シンポジウムでは、各指定区域の首長達が自ら成果のレビューを行い、現状での課題、問題点を踏まえながら国家戦略特区のこれからを考えます。

当日プログラムは下記参照のほど
国家戦略特区シンポジウム 内閣府地方創生推進室ページ

当日は虎の門ヒルズの400人規模の会場の席がほぼ埋まったほか、ニコニコ動画の生放送は2万人以上が視聴し、国家戦略特区への注目度の高さが改めて示されました。

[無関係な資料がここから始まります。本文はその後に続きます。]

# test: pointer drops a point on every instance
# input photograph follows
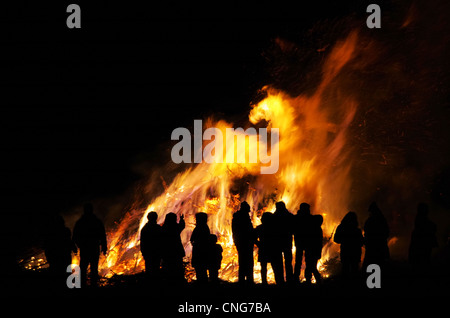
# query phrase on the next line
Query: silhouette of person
(244, 239)
(172, 247)
(302, 225)
(350, 237)
(58, 246)
(151, 241)
(200, 247)
(89, 235)
(314, 249)
(376, 233)
(214, 258)
(267, 253)
(284, 221)
(423, 239)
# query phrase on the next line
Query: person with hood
(349, 235)
(90, 237)
(376, 233)
(200, 247)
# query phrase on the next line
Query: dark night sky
(82, 108)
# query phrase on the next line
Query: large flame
(314, 167)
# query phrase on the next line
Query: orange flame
(314, 166)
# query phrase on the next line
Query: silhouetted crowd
(163, 251)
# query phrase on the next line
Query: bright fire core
(314, 167)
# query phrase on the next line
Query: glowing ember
(314, 165)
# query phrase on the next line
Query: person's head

特区とは、地方から国を突き動かそうという仕組みです。これまでも、特区の制度を使って、地方発でさまざまな新たなチャレンジがなされてきました。
昨年からスタートした国家戦略特区は、現時点では6か所ですが、さらに追加が予定されています。その意味で、国家戦略特区は、現時点で特区になっていない全国のほとんどの自治体にとって、決して他人事ではありません。

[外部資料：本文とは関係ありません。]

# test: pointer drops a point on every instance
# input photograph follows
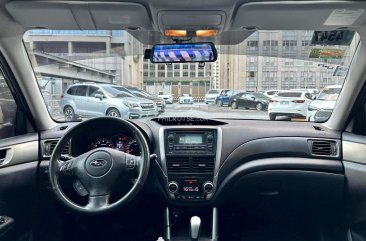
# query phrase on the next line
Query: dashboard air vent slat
(201, 165)
(178, 165)
(190, 164)
(324, 148)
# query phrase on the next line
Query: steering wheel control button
(98, 163)
(66, 168)
(208, 187)
(173, 187)
(130, 162)
(80, 189)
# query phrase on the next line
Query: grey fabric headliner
(146, 14)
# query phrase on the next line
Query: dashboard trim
(190, 128)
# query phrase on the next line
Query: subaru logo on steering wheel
(98, 163)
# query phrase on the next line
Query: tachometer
(132, 147)
(102, 142)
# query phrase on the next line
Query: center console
(190, 157)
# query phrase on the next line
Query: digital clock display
(190, 139)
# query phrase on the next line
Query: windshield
(329, 94)
(260, 95)
(213, 92)
(289, 94)
(265, 63)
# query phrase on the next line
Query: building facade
(279, 60)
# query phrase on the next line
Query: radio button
(208, 187)
(171, 138)
(173, 187)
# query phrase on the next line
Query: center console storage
(179, 224)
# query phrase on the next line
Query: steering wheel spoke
(66, 168)
(133, 163)
(97, 202)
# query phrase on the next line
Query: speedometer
(102, 142)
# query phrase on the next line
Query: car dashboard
(209, 162)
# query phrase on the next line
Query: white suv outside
(325, 100)
(104, 100)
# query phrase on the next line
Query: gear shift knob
(195, 228)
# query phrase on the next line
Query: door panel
(354, 161)
(18, 189)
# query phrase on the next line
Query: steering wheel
(96, 171)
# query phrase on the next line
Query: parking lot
(202, 110)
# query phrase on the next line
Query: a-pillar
(70, 49)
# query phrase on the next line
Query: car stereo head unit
(190, 142)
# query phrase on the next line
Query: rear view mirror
(99, 96)
(183, 53)
(322, 115)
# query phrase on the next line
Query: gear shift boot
(195, 228)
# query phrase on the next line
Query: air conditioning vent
(178, 165)
(190, 165)
(203, 165)
(324, 148)
(49, 146)
(62, 128)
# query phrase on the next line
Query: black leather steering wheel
(96, 171)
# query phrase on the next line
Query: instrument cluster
(120, 142)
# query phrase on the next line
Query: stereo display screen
(190, 139)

このシンポジウムでは、全国の自治体職員、地方議員、地方行政に関心のある方々にとって必見といってよい情報や視点が、少なからず提示されました。
今回から数回にわけて、シンポジウムのポイントをお伝えしていきます。
まず今回は、冒頭の石破茂大臣の開会あいさつと、締めくくりの小泉進次郎政務官と竹中平蔵氏(国家戦略特区諮問会議有識者議員)の発言からお伝えします。
最初の石破大臣のあいさつでは、そもそも国家戦略特区とは何なのかがわかりやすく示されます。

戦略特区担当大臣の石破です。本日のテーマは国家戦略特区です。いままでも特区はいろいろとありました。今回の国家戦略特区はいままでと何が違って何をやろうとしているのか、どうすればいいのかがどうもよくわからない、というのが国会の議論でもよく出ております。

国家戦略特区とはどのようなものなのか、これをつかってこれからの日本はどうなるのか、いろんな自治体はこれから先どう対応してゆけばよいのか、というのをわかりやすく説明をしたいということで大勢の方にご助力をいただきこの会を開催する運びとなりました。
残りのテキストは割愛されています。